The vet will of course ask and look for these symptoms. To confirm the whole diagnosis, a blood test is appropriate. Here the ACTH level can be determined. This determination is also very important to distinguish the EMS disease, which runs in a similar way.

Values of >50 pg/ml are critical. If the value is above >100 pg/ml, this undoubtedly indicates Cushing's syndrome in the horse.

A TRH stimulation test can also provide information as to whether the animal is ill. Here, the cortisol value is determined. Then the TRH hormone is added and measured again. If the value increases significantly within half an hour, this indicates ECS. In combination with the dexamethasone test, this is a very reliable way of detecting ECS.

Therapy options for a Cushing's horse

Unfortunately, this serious metabolic disorder in horses cannot be cured. But this does not have to mean the worst. Thanks to a pergolide preparation prescribed by the veterinarian and simultaneous, needs-based administration of certain micronutrients as well as bioactive substances, it is still possible to maintain functioning metabolic activities. The whole thing is then called "palliative therapy". It now accompanies the animal virtually until the end of its life.

Possible procedure: 

-A pergolide drug (stimulates the release of dopamine) is prescribed.
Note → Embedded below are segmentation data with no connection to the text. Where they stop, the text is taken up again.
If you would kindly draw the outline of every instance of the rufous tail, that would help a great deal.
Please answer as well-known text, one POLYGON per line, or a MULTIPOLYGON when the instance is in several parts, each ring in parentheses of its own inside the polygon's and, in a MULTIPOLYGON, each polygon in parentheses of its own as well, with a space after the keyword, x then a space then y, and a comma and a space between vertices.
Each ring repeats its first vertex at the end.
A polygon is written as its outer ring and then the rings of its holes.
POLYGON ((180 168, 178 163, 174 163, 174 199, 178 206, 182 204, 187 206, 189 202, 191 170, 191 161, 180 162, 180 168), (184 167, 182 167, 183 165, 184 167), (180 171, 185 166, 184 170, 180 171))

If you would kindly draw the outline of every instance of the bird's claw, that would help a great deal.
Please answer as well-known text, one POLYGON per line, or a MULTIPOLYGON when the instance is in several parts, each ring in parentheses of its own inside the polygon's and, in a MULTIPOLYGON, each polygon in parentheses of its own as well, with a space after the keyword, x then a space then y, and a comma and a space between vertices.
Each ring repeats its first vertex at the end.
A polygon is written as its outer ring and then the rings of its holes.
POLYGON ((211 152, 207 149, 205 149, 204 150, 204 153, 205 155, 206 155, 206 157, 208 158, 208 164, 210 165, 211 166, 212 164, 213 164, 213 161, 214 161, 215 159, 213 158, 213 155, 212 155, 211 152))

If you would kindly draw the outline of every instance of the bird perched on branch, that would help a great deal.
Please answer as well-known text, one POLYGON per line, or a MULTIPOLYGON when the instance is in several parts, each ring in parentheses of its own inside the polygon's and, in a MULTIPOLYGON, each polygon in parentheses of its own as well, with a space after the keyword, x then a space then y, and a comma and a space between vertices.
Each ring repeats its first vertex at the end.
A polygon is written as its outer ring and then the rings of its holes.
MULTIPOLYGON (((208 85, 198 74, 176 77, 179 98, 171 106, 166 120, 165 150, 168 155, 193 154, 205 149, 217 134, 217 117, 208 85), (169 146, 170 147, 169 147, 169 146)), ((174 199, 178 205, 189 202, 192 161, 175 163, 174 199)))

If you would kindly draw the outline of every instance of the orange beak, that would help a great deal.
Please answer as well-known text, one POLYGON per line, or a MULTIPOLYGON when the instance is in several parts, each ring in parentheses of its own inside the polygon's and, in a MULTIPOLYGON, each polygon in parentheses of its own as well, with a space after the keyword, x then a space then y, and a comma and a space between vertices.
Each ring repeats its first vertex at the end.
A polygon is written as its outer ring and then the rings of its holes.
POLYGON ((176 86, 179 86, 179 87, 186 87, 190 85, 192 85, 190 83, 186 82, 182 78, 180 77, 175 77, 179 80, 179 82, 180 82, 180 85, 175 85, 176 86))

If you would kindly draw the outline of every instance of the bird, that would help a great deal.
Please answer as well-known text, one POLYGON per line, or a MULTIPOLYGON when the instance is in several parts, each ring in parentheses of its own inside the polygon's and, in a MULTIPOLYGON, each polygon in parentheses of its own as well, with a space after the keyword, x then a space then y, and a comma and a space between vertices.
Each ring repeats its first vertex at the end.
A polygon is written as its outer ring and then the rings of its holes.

-Monk's pepper (is also said to positively support ECS horses)


-bioactive substances

-increased need for antioxidants (vitamins)

It also becomes apparent:

Dietary measures are necessary!

Exemplary Feeding of a Cushing's horse

Basic feed:

High quality hay and forage straw are important for a healthy intestinal function. For animals at risk of laminitis, it makes sense to water the hay. But beware: the nutrients also disappear in the process!

If the horse is too thin, high-quality protein (soya meal) and amino acids can be added.

Energy feed:

Grain is deliberately avoided. No molasses muesli! They only trigger a high glucose and insulin reaction. Unmelassed beet pulp and oils (e.g. linseed oil) are better.

Fruit, carrots and too much grass are not ideal. A lot of glucose is hidden here.

Mineral feed:

The increased need for micronutrients can be determined by the vet. This supplementary feeding is very important to cope with nutrient imbalances. It supports all processes in the body and can actually slow down the progression of Cushing's syndrome in horses.

Bioactive plant compounds are defence-boosting and are just as important a part of the diet.


Follow-up examinations and also regular monitoring checks make visible what is still lacking. This is the only way to ensure the exact dosage of medicine, minerals, nutrients and nutrition. Your vet will certainly be able to give you advice and support.

Can you prevent Cushing's disease in horses?

Certainly, species-appropriate husbandry, social contact, sufficient exercise and, above all, feeding that meets the horse's needs is the best prevention for ECS. Of course, this also applies to all other equine diseases.

However, overweight plays a decisive role and should be avoided. Exercise incentives in an open or active stable, which sometimes also have digital feed monitoring, are recommended. In general, always keep exercise and feeding in balance. This is already "half the battle" and an important health formula. 

Still have a horse that has Cushing's -what now?

Absolute to do: Keep an active health management.


-Adhere to daily medication (a pillbox with marked days of the week is ideal for owner/riding partner).

-Do not miss the vet's check-ups

-continue regular dental and hoof care

-exercise adapted to the degree of illness

-an individual ration calculation for feeding is desirable

-If necessary, shear the horse in spring/summer.

- Ensure good, absorbent bedding in case of a strong urge to urinate.

This way your partner will surely get better quickly. In fact, there is a really good prognosis with early detection. All the best for you!